Do you mean like a clock? That is certainly already possible with a Text Display object and a timer. Set up the text display object with a formula something like this:

timepattern(now(),"hh:mm:ss am/pm")+catcherror("",updateTime)

Then add this code to the Form Event Procedure area of the form properties:

    starttimer "updateClock",
        "code",{showvariables updateTime} 

As I have coded this the clock will update every second, but only when the form window is active (the front window). You can also make it run in the background, or at other intervals, for example once a minute. See the starttimer help page to learn how these options are controlled. You could also set this up as an elapsed time/stopwatch display.

For more information on these topics see:

Create a Text Display object, set it from “Literal Text” to “Formula” and apply this formula:

datepattern(nthline(fileinfo(DB),5),"YYYY-MM-DD")+", "+?(val(timepattern(nthline(fileinfo(DB),6),"hh")) < 10 , "0" + timepattern(nthline(fileinfo(DB),6),"hh:MM"), timepattern(nthline(fileinfo(DB),6),"hh:MM"))

The fileinfo( function creates a array containing

  • Type of file
  • Type Code
  • Creation Date
  • Creation Time
  • Modification Date
  • Modifikation Time
  • Size
  • Locked

In my code you would have to replace the string “DB” with either the name of your database or with an empty string “” to make it work in any database.

I am aware of how it would be done but my point is that sometimes there is a feeling that it should be as easy as to simply ‘drag an object from a tool tray to acquire an end goal.’

I do believe that Panorama can do essentially anything that a programmer needs. There is essentially no limit to what can be done. But the original poster was expecting/wanting to just be able to grab from a tool set, a ‘Last Date Modified’ object.

ie, There have been times that I’ve wanted the ability to easily just drag onto a form, an object that displayed a ‘Page x of y’ or ‘Last Printed mm/dd/yy’ object. I can put together these simplistic accomplishments but sometimes it seems that these types of things could be pulled from an object library as ‘doesn’t everyone need these things’ mentality.? ‘Why am I having to do this?’ If my memory has any value, Filemaker did have these library of objects that a user could grab when needed. I did stop developing in Filemaker many years ago because while it was much easier in Filemaker to do many things, Filemaker was truly limited as well. It just couldn’t do many things that I needed the ability to do to impress my clients. I chose the raw toolbox that did not limit what I could do.

I do know the answer is that this is not the Panorama way. Panorama gives us every tool imaginable that allows us to do anything we wish to do. Some other programs that are not anywhere near as capable as Panorama do have the drag and drop capabilities that people have become accustomed to. It has be understood that there is a line of who is responsible for what, and having a raw but powerful toolbox is not what some are expecting.

And your answer is exactly my point. There is a majority of users that could never write a formula like that. They want to drag an object from a tool tray, use a pop down to select the specific item they desire, and move on. Some are thinking, ‘Why am I having to reinvent the wheel. This is too difficult for me’.

Note that there are some tasks that have been ‘automated’ by use of wizards or such to allow a user to easily accomplish a need. ie the Lookup dialog that Michael took the time to ‘recreate’ that Pano 6 had but Pano X did not. People got used to it being slam dunk easy and did not want to have to be slowed down and have to learn the details of figuring out how to manually put together a lookup. They wanted to choose from pop downs.

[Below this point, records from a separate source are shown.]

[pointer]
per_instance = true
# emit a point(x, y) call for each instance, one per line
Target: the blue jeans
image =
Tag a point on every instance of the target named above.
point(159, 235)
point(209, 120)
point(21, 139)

As if I’ve not already used way too many words on this issue…

In my imagination, this whole change of path would be the best way to grow the Panorama market or number of users. Stop creating more functions and commands. The number of users that will make use of them is very limited. Instead grow the Panorama user base by creating libraries of ‘commonly used objects’ with pop down modifications that are beyond the capabilities of most users. Make Panorama simpler for them rather than more capable for the few.